A Carfentanil gas was used by Russian special forces to subdue Chechen rebels holidng hostages in a Moscow theatre in 2002, killing 120 hostages from the poison gas as well as subduing the rebels.

Carfentanil has been banned as a battlefield weapon because it is so lethal, it would kill anyone who touched it without special handling and leave behind a toxic landscape, CBS Live5 News has reported.  Some authorities fear the consequences should terrorists ever utilize carfentenil as a weapon of mass destruction.

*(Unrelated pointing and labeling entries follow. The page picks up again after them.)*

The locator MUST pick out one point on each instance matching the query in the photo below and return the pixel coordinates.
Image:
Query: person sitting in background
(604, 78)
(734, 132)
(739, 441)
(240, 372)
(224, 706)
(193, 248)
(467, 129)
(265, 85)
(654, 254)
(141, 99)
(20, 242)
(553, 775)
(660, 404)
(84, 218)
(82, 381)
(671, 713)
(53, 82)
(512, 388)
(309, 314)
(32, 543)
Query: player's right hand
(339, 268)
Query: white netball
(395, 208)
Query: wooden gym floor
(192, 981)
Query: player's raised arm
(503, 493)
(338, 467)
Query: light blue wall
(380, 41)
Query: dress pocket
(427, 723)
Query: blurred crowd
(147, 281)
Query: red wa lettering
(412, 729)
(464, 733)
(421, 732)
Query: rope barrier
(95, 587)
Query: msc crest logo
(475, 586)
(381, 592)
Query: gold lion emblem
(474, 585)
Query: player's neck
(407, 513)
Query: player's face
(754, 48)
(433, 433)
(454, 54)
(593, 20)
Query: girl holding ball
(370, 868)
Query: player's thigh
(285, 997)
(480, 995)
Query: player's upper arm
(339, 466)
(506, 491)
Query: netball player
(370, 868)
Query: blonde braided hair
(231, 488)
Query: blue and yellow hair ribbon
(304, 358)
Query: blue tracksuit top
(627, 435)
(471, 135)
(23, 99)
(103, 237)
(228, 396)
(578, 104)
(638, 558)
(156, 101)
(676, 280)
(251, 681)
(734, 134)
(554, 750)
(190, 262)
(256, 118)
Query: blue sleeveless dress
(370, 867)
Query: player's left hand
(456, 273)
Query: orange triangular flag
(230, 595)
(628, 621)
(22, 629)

Most carfentanil is made in China, where new regulations will kick in in the near future that authorities hope may stem the tide. But raw materials for making fentanyl and carfentanil have also been s hipped to Mexico, where they are converted into the deadly drugs in makeshift labs and then smuggled into the U.S.

In San Diego County, though some shipments have been confiscated at the border, others have made it into drugs sold on the streets. San Diego County’s Medical Examiner has confirmed 40  deaths this year alone from fentanyl and 11 more awaiting confirmation, plus two deaths caused by carfentanil. 

The trend toward phony but lethal opioid pills and heroin laced with stronger substances  is particularly dangerous given that medical providers have been urged to cut down on prescribing opioids, driving some patients onto the black market—and in a growing  number of cases, the morgue.